Cheney Chan is blending traditional Chinese craft with modern couture, creating dazzling designs captivating Eastern and Western audiences; the rising fashion star gives us his take on dreaming big

He made his unofficial debut at Paris Haute Couture Fashion Week last June, but his growing social media presence – 5.5 million Douyin followers and counting – has already made Chan a popular influencer

It’s telling that Chan chose to use one of ancient China’s greatest inventions – a precious, delicate material made from the metamorphosis of silkworms – to create his own, marking the designer’s impressive evolution over the years and fully realising his transformative vision of fashion. Just as silk, woven into luxurious fabrics and traded along its namesake Silk Road, became the hottest new commodity on the block as early as two millennia ago, Chan is now one of mainland China’s most promising young exports – a home-grown talent making revolutionary breakthroughs in the East and West.


“When I talk with my followers, we just talk about how to make you more fashionable,” says Chan when we catch up at his recent trunk show with the Hong Kong Fashion Designers Association. “It’s easy to deal with ready-to-wear, how to cover your body, shape your body, something like that. But when I do couture work, I just be myself. I don’t need to talk with anyone else.”
As much a dreamer as he is a designer, Chan has larger-than-life ideas that often take shape subconsciously as he grounds himself in the design process – grasping with the grandiosity of his fantasies, so to speak, without losing his grip on reality. “For me, it’s [been] a long journey to do this,” says Chan, 32, who earned his stripes as a ready-to-wear designer for almost a decade before launching his couture-exclusive Cheney Chan Private label in 2021. “In the past, I didn’t do it well. When I designed a dress about, for example, porcelain, I only drew some patterns like qinghua qi [blue and white Chinese porcelain]. But it was not enough. It wasn’t contemporary enough.”

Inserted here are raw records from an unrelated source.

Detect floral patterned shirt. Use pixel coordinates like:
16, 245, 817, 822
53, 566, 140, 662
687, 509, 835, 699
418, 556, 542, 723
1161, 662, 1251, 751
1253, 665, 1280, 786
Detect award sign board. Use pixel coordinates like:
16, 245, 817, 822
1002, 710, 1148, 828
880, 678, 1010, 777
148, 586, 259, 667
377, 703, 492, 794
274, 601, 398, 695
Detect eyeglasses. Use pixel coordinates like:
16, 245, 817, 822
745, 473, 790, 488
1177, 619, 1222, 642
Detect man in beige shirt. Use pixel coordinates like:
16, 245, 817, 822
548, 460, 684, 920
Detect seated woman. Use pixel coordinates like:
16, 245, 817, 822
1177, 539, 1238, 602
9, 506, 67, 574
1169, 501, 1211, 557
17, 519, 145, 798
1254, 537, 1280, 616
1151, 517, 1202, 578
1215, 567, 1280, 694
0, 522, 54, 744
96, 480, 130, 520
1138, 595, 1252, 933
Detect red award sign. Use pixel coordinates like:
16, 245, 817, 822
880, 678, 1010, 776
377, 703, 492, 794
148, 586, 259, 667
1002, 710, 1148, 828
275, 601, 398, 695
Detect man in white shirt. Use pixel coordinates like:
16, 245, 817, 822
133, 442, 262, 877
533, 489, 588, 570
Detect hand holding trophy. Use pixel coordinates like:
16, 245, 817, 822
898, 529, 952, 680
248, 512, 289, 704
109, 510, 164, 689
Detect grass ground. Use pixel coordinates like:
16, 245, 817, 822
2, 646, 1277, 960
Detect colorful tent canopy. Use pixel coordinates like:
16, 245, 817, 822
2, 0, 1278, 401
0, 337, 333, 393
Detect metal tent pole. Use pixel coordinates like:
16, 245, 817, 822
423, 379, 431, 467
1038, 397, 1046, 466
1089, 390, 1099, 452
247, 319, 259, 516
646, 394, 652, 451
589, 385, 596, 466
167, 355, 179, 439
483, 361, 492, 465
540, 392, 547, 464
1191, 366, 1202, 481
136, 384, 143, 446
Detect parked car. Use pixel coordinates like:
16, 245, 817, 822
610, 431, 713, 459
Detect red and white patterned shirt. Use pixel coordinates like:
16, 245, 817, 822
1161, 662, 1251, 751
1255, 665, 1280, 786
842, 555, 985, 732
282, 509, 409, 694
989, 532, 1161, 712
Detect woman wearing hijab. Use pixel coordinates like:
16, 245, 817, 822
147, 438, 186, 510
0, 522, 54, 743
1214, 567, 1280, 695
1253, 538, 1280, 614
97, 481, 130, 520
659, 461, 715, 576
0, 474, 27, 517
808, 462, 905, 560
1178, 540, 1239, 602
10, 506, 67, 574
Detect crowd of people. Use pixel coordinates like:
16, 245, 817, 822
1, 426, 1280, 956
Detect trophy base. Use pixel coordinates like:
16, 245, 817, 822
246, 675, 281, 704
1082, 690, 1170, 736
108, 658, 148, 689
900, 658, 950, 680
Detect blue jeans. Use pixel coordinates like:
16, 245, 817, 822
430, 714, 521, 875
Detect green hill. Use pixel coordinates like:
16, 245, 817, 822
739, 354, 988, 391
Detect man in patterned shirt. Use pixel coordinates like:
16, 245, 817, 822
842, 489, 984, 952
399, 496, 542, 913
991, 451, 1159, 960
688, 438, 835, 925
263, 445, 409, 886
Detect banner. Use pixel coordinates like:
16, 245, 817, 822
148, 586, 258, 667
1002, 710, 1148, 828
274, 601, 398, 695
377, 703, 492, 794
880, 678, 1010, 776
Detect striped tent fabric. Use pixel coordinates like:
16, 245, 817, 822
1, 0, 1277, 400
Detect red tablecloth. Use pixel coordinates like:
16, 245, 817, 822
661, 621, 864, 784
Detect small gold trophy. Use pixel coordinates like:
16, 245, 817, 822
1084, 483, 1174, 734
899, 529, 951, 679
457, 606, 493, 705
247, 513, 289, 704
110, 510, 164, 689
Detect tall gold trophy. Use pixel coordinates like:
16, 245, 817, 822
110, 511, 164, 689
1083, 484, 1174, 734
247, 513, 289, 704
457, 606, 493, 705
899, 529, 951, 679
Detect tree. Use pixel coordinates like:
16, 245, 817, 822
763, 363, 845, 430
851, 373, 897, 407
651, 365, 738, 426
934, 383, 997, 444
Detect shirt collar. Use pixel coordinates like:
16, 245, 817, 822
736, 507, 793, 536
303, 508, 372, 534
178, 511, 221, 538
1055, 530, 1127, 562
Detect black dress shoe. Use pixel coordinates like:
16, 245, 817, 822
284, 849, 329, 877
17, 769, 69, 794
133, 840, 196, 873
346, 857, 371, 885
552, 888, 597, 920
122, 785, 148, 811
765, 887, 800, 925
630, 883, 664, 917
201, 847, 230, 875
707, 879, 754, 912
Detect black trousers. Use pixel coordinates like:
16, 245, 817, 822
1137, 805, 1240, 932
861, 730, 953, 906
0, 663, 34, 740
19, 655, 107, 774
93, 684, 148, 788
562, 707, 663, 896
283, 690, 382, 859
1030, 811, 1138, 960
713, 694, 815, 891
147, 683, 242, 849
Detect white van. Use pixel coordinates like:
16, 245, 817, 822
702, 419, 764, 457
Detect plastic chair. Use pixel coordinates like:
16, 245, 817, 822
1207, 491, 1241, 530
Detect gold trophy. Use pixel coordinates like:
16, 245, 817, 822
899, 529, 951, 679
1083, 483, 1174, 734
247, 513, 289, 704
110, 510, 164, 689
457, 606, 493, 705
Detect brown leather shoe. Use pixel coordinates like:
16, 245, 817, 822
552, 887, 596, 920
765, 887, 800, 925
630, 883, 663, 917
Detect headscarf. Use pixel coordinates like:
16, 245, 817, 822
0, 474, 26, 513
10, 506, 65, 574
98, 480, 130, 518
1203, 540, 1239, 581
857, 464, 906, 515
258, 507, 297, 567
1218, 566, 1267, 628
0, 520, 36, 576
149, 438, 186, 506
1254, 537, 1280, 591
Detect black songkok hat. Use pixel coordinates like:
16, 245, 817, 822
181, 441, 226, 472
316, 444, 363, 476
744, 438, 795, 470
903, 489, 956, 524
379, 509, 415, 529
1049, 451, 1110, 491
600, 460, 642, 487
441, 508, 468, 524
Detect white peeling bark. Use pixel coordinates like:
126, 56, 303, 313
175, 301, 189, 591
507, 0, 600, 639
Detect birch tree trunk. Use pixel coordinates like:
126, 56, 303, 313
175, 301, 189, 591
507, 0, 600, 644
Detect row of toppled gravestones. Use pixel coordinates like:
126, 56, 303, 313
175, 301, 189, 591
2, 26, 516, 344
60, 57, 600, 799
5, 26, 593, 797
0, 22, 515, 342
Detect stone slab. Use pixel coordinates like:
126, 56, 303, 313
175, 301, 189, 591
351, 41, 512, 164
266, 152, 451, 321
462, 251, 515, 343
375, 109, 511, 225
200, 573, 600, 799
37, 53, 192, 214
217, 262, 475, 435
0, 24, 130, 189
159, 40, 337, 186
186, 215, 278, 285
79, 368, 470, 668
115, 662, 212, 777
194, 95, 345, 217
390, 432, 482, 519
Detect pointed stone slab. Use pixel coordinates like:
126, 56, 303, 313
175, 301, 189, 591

Feeling uninspired, Chan returned to the foundation of fashion and art in general – experimentation – to reach into the depths of his imagination and create something so profoundly vivid it could only be deemed an extension of the visionary’s world view. Following that train of thought led Chan to develop the principle of fengya qi, which translates roughly as “elegant porcelain” – a term the designer coined to describe not only his porcelain-like creations, but also his overall rebranding.
“Now when I think about porcelain, I make it myself,” he says of his trial-and-error approach. “I found something very funny – I’m not good at making porcelain, and it will fall down. It gave me many beautiful silhouettes.”